D’un côté, ça grimpe fort : la société gère des actifs totalisant 4,3 milliards de dollars, soit +16 % ; le volume de transactions atteint 5,3 milliards de dollars, en hausse de 147 %. Cela montre que la RWA n’est pas “inutile” : la tokenisation d’actifs est bien en train de se produire.
Mais de l’autre, les résultats financiers ne sont pas aussi séduisants : les revenus reculent de 5 % à 14,4 millions de dollars, sous les attentes du marché ; la perte nette s’élève à 21,7 millions de dollars, et le cours de l’action a baissé d’environ 20 % à un moment donné.
Voilà, c’est très réel. Quand beaucoup de gens parlent de RWA, ils disent seulement : « des milliards d’actifs tokenisés », « la finance traditionnelle entre en scène », « le prochain méga-récit ». Mais le marché des capitaux ne se contente pas de l’histoire : il demande aussi une chose, très concrète : est-ce que ça rapporte vraiment de l’argent ?
Je pense que ce bulletin de notes nous donne justement un rappel important : la direction à long terme de la RWA pourrait être la bonne, mais à court terme, on ne peut pas assimiler directement « croissance de la taille des actifs » à « hausse assurée des tokens ou des actions ». Car après la tokenisation, il faut encore regarder les frais, la rétention, les coûts de conformité, les coûts opérationnels, et surtout si la plateforme a réellement un pouvoir de négociation.

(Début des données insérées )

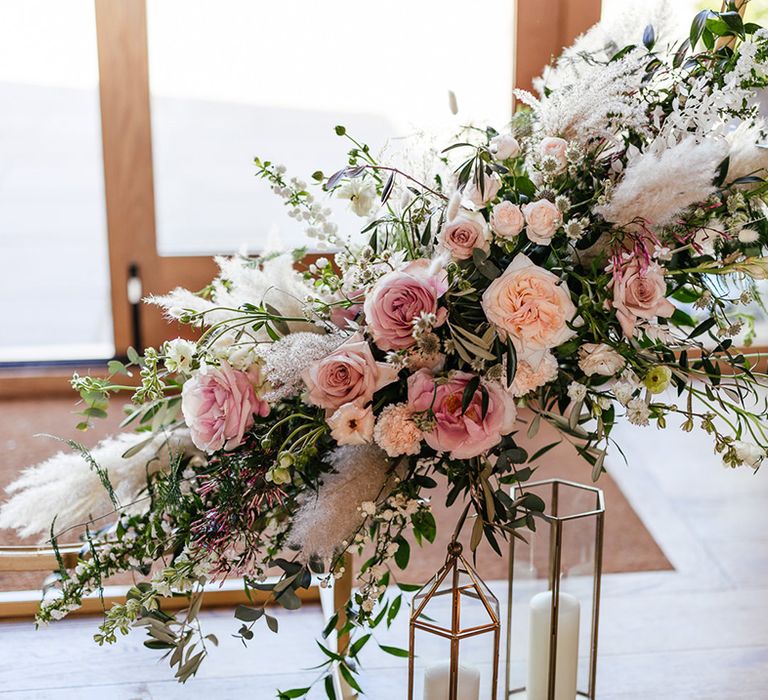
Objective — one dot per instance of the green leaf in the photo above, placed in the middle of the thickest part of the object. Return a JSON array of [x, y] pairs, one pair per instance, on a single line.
[[347, 675], [394, 608], [271, 622], [354, 650], [702, 327], [403, 553], [649, 37], [329, 689], [469, 393], [395, 651], [697, 27], [246, 614]]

C’est crucial pour les investisseurs du monde crypto. À l’avenir, en évaluant les projets RWA, ne vous contentez pas de regarder la TVL ou l’AUM : posez plutôt trois questions.

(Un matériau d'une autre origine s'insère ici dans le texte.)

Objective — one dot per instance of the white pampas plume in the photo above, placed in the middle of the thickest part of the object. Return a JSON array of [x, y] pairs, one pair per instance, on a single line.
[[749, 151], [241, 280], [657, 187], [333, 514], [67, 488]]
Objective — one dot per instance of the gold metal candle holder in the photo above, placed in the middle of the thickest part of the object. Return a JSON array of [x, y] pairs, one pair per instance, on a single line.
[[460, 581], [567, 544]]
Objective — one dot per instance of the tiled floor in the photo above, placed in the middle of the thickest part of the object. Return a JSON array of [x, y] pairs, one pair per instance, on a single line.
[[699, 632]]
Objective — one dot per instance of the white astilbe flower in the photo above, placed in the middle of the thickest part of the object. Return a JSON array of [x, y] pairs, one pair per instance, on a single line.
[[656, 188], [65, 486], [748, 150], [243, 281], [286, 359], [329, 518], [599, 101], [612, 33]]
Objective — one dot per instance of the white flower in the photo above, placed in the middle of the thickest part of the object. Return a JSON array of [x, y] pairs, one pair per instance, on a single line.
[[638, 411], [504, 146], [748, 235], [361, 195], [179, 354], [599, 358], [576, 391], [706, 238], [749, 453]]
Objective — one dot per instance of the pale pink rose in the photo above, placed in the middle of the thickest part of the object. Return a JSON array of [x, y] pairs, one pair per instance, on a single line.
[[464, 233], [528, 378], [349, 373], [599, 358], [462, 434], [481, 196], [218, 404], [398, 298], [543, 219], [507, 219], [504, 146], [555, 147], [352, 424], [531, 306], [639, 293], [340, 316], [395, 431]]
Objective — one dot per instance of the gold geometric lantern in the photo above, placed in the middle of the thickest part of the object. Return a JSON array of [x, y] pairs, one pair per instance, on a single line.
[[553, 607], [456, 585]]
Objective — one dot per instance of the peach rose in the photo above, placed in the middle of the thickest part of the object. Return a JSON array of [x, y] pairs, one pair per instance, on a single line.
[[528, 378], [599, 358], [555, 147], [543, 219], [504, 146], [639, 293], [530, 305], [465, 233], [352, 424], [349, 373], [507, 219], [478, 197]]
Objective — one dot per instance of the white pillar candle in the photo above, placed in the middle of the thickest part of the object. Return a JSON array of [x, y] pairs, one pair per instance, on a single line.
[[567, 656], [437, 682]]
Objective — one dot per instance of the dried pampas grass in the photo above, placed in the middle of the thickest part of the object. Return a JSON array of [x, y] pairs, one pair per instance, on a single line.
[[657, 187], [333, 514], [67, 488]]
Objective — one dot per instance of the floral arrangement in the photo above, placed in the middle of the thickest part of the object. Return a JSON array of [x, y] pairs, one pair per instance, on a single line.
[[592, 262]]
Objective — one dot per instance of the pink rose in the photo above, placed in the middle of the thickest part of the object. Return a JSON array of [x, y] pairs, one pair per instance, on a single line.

D’abord : ces actifs sont-ils vraiment négociés ?
Ensuite : les transactions peuvent-elles générer des revenus stables ?
Enfin : est-ce que ces revenus retombent réellement, in fine, vers la valeur des tokens ou vers celle des actionnaires ?
La RWA est une grande tendance, mais tous les projets RWA ne seront pas forcément rentables. Tokeniser des actifs n’est que la première étape ; la vraie “part du gâteau”, c’est la captation de valeur.
Aujourd’hui, RWA et le milieu des actions crypto ont une actualité très intéressante à discuter : Securitize a publié son premier bulletin de notes après son introduction en bourse, et les données semblent contradictoires.
D’un côté, ça grimpe fort : la société gère des actifs totalisant 4,3 milliards de dollars, soit +16 % ; le volume de transactions atteint 5,3 milliards de dollars, en hausse de 147 %. Cela montre que la RWA n’est pas “inutile” : la tokenisation d’actifs est bien en train de se produire.
Mais de l’autre, les résultats financiers ne sont pas aussi séduisants : les revenus reculent de 5 % à 14,4 millions de dollars, sous les attentes du marché ; la perte nette s’élève à 21,7 millions de dollars, et le cours de l’action a baissé d’environ 20 % à un moment donné.
Voilà, c’est très réel. Quand beaucoup de gens parlent de RWA, ils disent seulement : « des milliards d’actifs tokenisés », « la finance traditionnelle entre en scène », « le prochain méga-récit ». Mais le marché des capitaux ne se contente pas de l’histoire : il demande aussi une chose, très concrète : est-ce que ça rapporte vraiment de l’argent ?
Je pense que ce bulletin de notes nous donne justement un rappel important : la direction à long terme de la RWA pourrait être la bonne, mais à court terme, on ne peut pas assimiler directement « croissance de la taille des actifs » à « hausse assurée des tokens ou des actions ». Car après la tokenisation, il faut encore regarder les frais, la rétention, les coûts de conformité, les coûts opérationnels, et surtout si la plateforme a réellement un pouvoir de négociation.
C’est crucial pour les investisseurs du monde crypto. À l’avenir, en évaluant les projets RWA, ne vous contentez pas de regarder la TVL ou l’AUM : posez plutôt trois questions.
D’abord : ces actifs sont-ils vraiment négociés ?
Ensuite : les transactions peuvent-elles générer des revenus stables ?
Enfin : est-ce que ces revenus retombent réellement, in fine, vers la valeur des tokens ou vers celle des actionnaires ?
La RWA est une grande tendance, mais tous les projets RWA ne seront pas forcément rentables. Tokeniser des actifs n’est que la première étape ; la vraie “part du gâteau”, c’est la captation de valeur.